Still, this isn’t the entire story. If you dig a little deeper, you’ll find that there are in fact a few other outcomes we don’t often talk about. When labor gets more expensive, businesses can typically do three things: 
  • Raise prices, as has been suggested. 
  • Use less labor. 
  • Fold. 
The problem with raising prices is that doing so presumes the market is able to absorb a price increase - and quite often, that’s not true. In any market, there’s an optimum price point that yields maximum revenue…raise prices above this level, and you actually take in less revenue because consumers resist paying and seek other alternatives. 

Thus, the first challenge is that raising prices suggests there’s “room” in the market for higher prices, and that raising prices will actually result in higher revenues for the business. The limits of this “price elasticity” depend on many factors: nature of your product, competition, availability of alternatives, etc. But as a general rule, all businesses seek the optimum price for their products, and a spike in the minimum wage doesn’t necessarily change the optimum price point businesses can charge. 

Now, stop and think about that for a moment… 

If consumers would willingly pay higher prices, then what we’re suggesting is that the business owner is an idiot. If market permission exists, then he could charge those higher prices today and improve the profitability of his current business. In other words, if we’re to believe a business owner could simply raise prices to cover the increased cost of labor, we have to conclude that the business owner currently prices his products below their optimum value. Clearly, that would be a pretty stupid business owner. 

Thus, quite often we see businesses react to a spike in labor expense by raising prices, and the result is that they sell fewer products at the higher price. Overall revenues very likely won’t grow to the extent that the business owner expects, and very often, this becomes a race to the bottom: raise prices, revenues doesn’t keep up, so prices are raised again. This is a death spiral for many businesses. 

Moving on, option #2 from my list above is actually where many businesses end up. 

If you’re maybe a fast-food franchise and labor costs suddenly spike, the most obvious thing you can do is to use less labor. That might mean restructuring jobs, hiring fewer but more qualified workers, cutting back on operating hours - and the big one, turning to automation.

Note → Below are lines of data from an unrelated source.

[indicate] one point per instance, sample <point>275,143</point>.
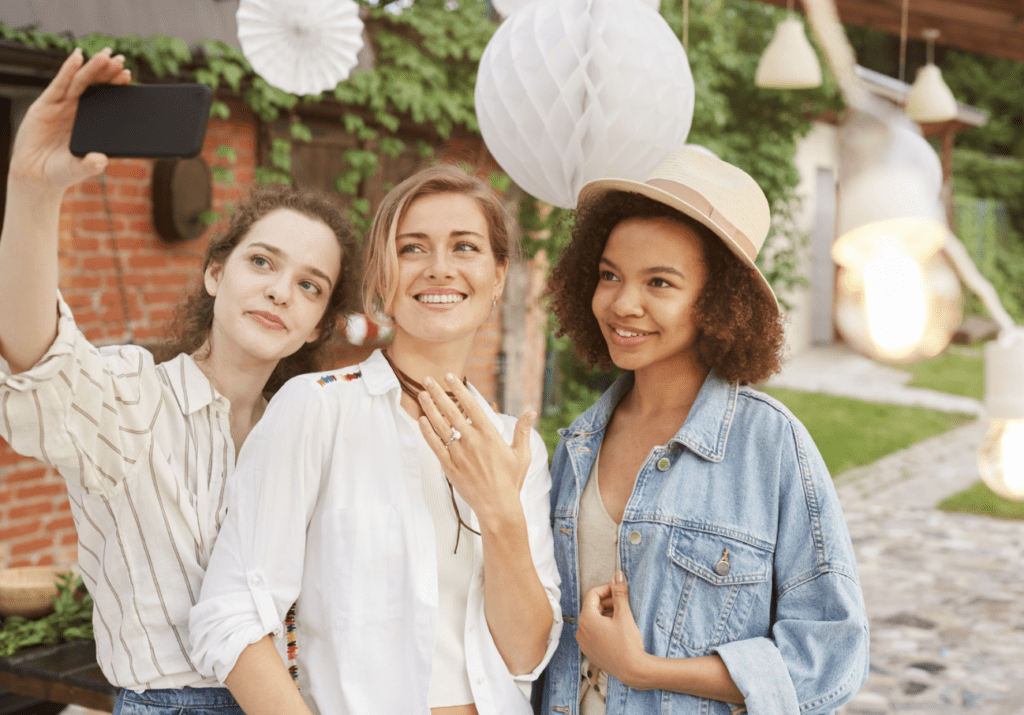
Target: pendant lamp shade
<point>569,91</point>
<point>930,98</point>
<point>300,46</point>
<point>788,61</point>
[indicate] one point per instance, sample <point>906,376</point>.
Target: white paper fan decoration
<point>300,46</point>
<point>574,90</point>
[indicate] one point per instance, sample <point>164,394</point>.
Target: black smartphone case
<point>153,121</point>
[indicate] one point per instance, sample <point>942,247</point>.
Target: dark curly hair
<point>194,319</point>
<point>739,329</point>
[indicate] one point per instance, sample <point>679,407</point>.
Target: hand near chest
<point>486,470</point>
<point>607,633</point>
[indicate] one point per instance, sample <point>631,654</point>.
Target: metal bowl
<point>28,591</point>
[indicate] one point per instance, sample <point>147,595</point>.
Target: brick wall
<point>36,527</point>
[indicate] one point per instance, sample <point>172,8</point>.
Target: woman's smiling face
<point>651,274</point>
<point>271,291</point>
<point>449,276</point>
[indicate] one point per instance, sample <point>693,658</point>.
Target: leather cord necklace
<point>413,389</point>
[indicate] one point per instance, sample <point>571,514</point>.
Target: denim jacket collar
<point>705,432</point>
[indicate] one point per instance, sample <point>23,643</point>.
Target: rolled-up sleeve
<point>255,572</point>
<point>88,412</point>
<point>816,657</point>
<point>536,497</point>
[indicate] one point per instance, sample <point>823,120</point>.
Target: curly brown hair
<point>194,319</point>
<point>739,329</point>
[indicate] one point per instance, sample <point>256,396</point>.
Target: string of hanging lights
<point>913,226</point>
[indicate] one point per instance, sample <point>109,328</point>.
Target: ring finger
<point>442,428</point>
<point>444,407</point>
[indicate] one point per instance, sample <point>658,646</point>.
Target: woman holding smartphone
<point>146,450</point>
<point>413,528</point>
<point>706,564</point>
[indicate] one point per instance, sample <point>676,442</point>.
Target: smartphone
<point>151,121</point>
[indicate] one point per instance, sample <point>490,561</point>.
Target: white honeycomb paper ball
<point>574,90</point>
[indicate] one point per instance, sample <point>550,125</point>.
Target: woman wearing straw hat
<point>706,565</point>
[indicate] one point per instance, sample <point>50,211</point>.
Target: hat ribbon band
<point>697,201</point>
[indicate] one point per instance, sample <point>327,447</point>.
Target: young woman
<point>706,497</point>
<point>413,528</point>
<point>146,449</point>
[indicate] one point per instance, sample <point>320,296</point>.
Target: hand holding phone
<point>154,121</point>
<point>40,158</point>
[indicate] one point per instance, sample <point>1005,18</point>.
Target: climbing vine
<point>425,61</point>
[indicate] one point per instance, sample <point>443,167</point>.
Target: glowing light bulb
<point>1000,458</point>
<point>892,305</point>
<point>895,300</point>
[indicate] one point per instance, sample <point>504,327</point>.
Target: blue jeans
<point>185,701</point>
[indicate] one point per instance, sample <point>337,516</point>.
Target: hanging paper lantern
<point>573,90</point>
<point>507,7</point>
<point>300,46</point>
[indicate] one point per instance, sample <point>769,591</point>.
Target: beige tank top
<point>598,538</point>
<point>449,678</point>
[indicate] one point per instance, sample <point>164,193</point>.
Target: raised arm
<point>491,474</point>
<point>41,170</point>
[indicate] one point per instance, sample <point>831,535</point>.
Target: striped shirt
<point>145,451</point>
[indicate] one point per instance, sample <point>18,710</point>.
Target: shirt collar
<point>705,432</point>
<point>190,386</point>
<point>380,379</point>
<point>377,374</point>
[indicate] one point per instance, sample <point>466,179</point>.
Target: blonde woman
<point>413,527</point>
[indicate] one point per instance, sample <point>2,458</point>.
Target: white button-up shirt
<point>327,506</point>
<point>145,452</point>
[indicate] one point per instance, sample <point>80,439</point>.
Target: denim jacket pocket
<point>718,580</point>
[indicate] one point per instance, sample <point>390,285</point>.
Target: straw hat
<point>720,196</point>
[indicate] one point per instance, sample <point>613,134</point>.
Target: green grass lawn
<point>978,499</point>
<point>850,432</point>
<point>957,371</point>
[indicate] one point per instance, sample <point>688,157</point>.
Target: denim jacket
<point>732,543</point>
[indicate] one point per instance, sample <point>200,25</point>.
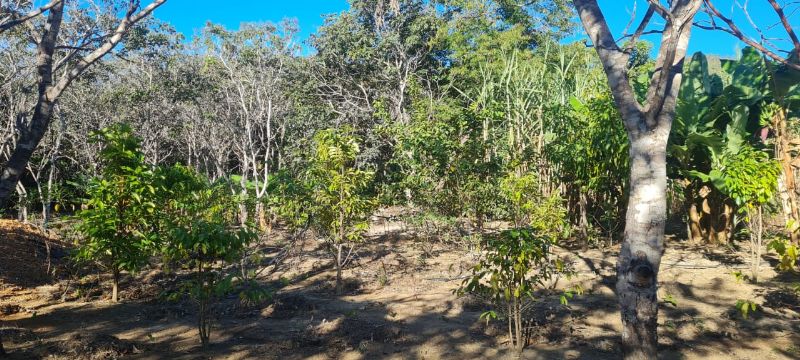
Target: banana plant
<point>718,113</point>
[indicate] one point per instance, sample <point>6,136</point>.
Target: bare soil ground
<point>399,304</point>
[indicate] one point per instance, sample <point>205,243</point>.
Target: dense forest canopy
<point>474,112</point>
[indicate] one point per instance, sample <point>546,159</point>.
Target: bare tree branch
<point>13,21</point>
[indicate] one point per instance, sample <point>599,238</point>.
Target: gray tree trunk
<point>642,246</point>
<point>648,126</point>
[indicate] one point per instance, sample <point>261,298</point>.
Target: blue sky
<point>189,15</point>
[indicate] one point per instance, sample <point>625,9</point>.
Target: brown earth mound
<point>28,256</point>
<point>92,347</point>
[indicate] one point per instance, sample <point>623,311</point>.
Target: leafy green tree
<point>515,264</point>
<point>198,220</point>
<point>722,106</point>
<point>339,204</point>
<point>117,223</point>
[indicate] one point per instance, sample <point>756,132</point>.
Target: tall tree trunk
<point>115,285</point>
<point>787,186</point>
<point>49,90</point>
<point>640,255</point>
<point>339,285</point>
<point>583,221</point>
<point>648,125</point>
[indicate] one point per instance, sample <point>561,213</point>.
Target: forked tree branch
<point>613,58</point>
<point>125,24</point>
<point>13,20</point>
<point>734,30</point>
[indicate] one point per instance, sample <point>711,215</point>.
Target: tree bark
<point>115,285</point>
<point>648,128</point>
<point>640,255</point>
<point>339,286</point>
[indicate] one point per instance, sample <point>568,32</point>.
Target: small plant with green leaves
<point>788,253</point>
<point>751,181</point>
<point>746,307</point>
<point>201,238</point>
<point>515,264</point>
<point>118,218</point>
<point>339,203</point>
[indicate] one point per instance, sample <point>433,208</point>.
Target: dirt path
<point>403,307</point>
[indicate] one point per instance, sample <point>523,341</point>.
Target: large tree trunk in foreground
<point>640,255</point>
<point>648,126</point>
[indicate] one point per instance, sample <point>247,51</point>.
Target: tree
<point>198,225</point>
<point>118,221</point>
<point>339,204</point>
<point>75,60</point>
<point>648,126</point>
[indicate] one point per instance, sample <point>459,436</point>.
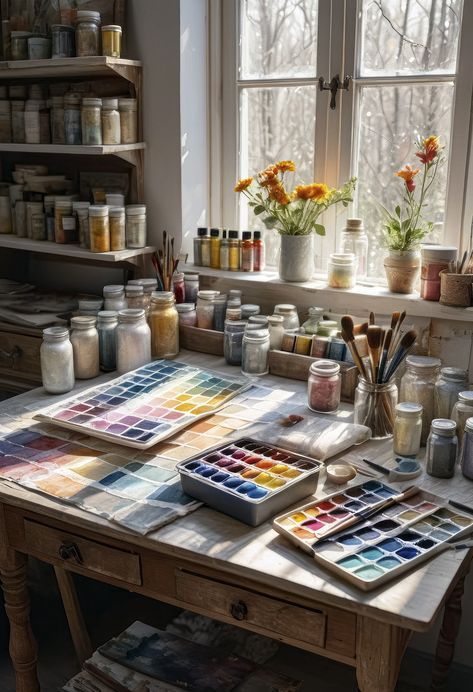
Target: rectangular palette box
<point>248,479</point>
<point>381,548</point>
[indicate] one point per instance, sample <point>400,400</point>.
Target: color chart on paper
<point>381,548</point>
<point>146,405</point>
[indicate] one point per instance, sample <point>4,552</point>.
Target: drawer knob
<point>239,610</point>
<point>68,551</point>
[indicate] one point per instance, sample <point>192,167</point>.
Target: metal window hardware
<point>333,86</point>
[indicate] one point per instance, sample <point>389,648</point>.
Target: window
<point>410,75</point>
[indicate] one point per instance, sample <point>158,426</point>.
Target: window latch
<point>333,86</point>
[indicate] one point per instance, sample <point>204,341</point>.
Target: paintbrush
<point>367,513</point>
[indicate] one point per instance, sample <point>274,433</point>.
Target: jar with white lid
<point>450,383</point>
<point>324,386</point>
<point>85,345</point>
<point>133,340</point>
<point>341,269</point>
<point>353,240</point>
<point>57,361</point>
<point>407,429</point>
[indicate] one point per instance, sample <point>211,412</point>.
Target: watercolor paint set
<point>146,405</point>
<point>388,544</point>
<point>248,479</point>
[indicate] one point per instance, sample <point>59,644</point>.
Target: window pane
<point>278,38</point>
<point>409,36</point>
<point>390,118</point>
<point>276,124</point>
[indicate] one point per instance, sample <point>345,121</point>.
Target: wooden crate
<point>296,367</point>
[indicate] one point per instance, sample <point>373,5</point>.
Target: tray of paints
<point>145,405</point>
<point>248,479</point>
<point>381,548</point>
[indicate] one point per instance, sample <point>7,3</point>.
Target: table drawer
<point>83,554</point>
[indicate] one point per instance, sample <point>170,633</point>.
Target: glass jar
<point>374,407</point>
<point>441,451</point>
<point>407,429</point>
<point>341,269</point>
<point>110,121</point>
<point>191,283</point>
<point>418,386</point>
<point>91,121</point>
<point>353,240</point>
<point>164,323</point>
<point>135,225</point>
<point>187,314</point>
<point>233,341</point>
<point>107,323</point>
<point>57,361</point>
<point>85,344</point>
<point>324,386</point>
<point>255,353</point>
<point>87,33</point>
<point>133,340</point>
<point>461,411</point>
<point>111,40</point>
<point>290,316</point>
<point>99,228</point>
<point>114,297</point>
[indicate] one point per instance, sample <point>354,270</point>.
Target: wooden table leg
<point>379,651</point>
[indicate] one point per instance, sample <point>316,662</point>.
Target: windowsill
<point>345,300</point>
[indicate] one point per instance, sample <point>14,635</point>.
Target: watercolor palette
<point>146,405</point>
<point>381,548</point>
<point>248,479</point>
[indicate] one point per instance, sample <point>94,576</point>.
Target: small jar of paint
<point>441,451</point>
<point>407,429</point>
<point>324,386</point>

These are attempts to raise worker productivity so that you need less labor overall. If you can replace half your staff with computerized kiosks and a mobile app, then the spike in labor cost doesn’t hurt your business nearly as much. 

In other industries, instead of automation, you might move jobs offshore, or consolidate with your competitors into one larger entity instead of lots of small ones. All of these strategies reduce the need for labor - and none of them involve price increases to consumers. In fact, replacing an American worker costing $30–40/hour (that’s wages, benefits, taxes, etc) with an offshore worker costing $15/hour might actually result in price reductions for the consumer, not increases. 

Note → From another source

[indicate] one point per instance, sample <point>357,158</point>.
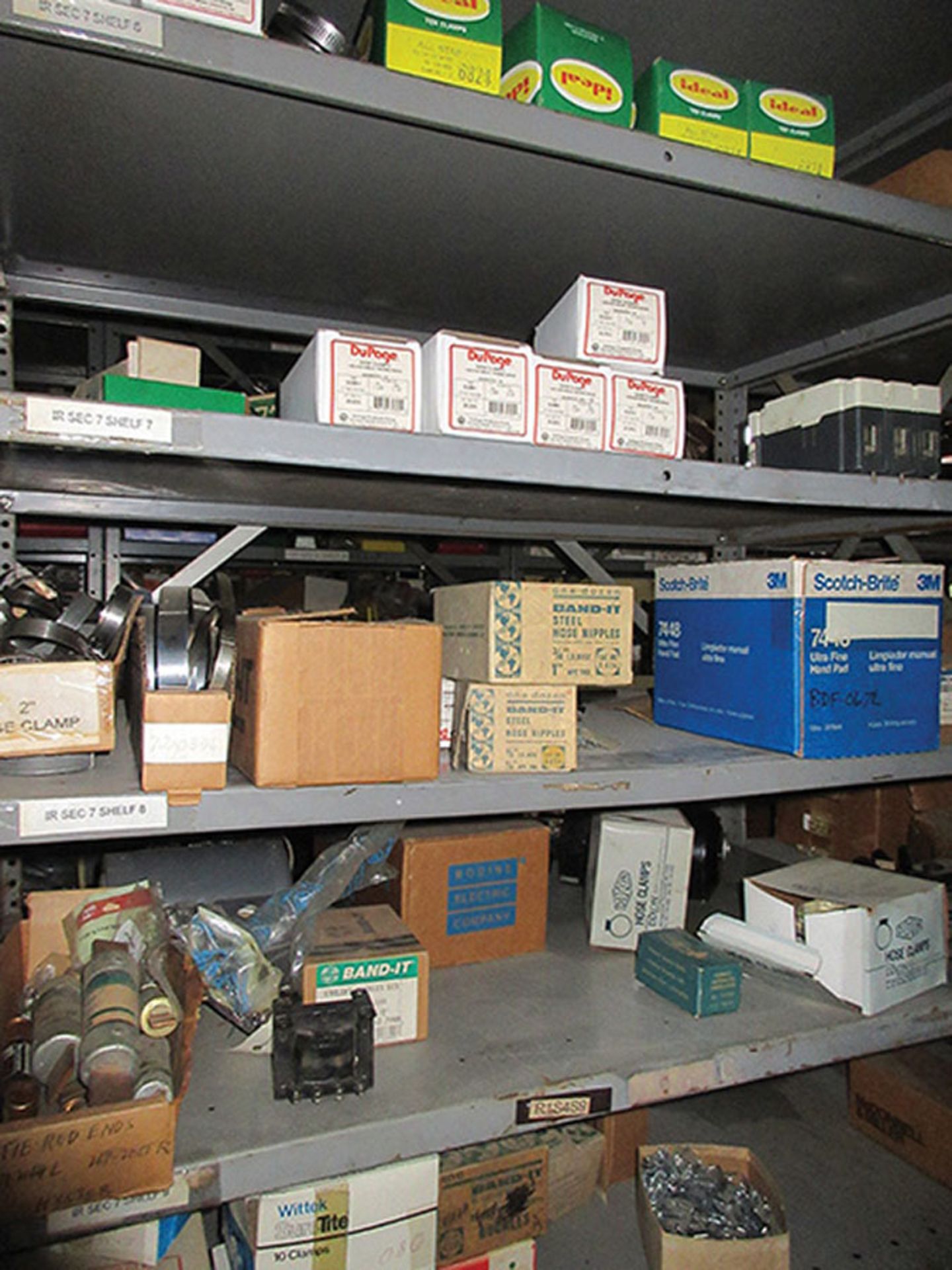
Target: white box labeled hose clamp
<point>356,381</point>
<point>614,323</point>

Finally, there’s option #3 - the business dies. Many labor-intensive businesses that are viable when labor costs $8/hour simply aren’t viable when labor costs $15/hour. These will be businesses where there aren’t offshoring or automation options, and where perhaps 60–80% of revenues represent a labor expense. The simple truth is that these firms will very likely fail in response to a labor price increase. 

The punchline is that business figures all this stuff out. 

Depending on the nature of the business, you’ll very likely see one (or combinations) of the scenarios I describe above, so it’s not a foregone conclusion that minimum wage hikes are always bad for the consumer. In fact, by incenting businesses to seek out more productive approaches, businesses actually can be more efficient over time - consumers and investors win this way. That is, so long as the business survives… 

In fact, the ones that are almost always guaranteed to be hurt by minimum wage increases are the low-skilled workers we claim to want to help. Yes, a small number of them may see wage increases - but there are plenty that will find themselves unemployed…this is one of the key reasons for the change we’ve seen over the past few decades: in 1970, almost 15% of all hourly-paid workers were paid at the minimum wage…today, it’s about 2%. 

Government plays to largely economically illiterate voters, businesses figure out other alternatives, and the low-skilled we’re allegedly trying to “help” get crushed. If we think a minimum wage hike is going to improve, say, unemployment among younger Americans or in the inner city, we’ll be forced to learn these lessons all over again.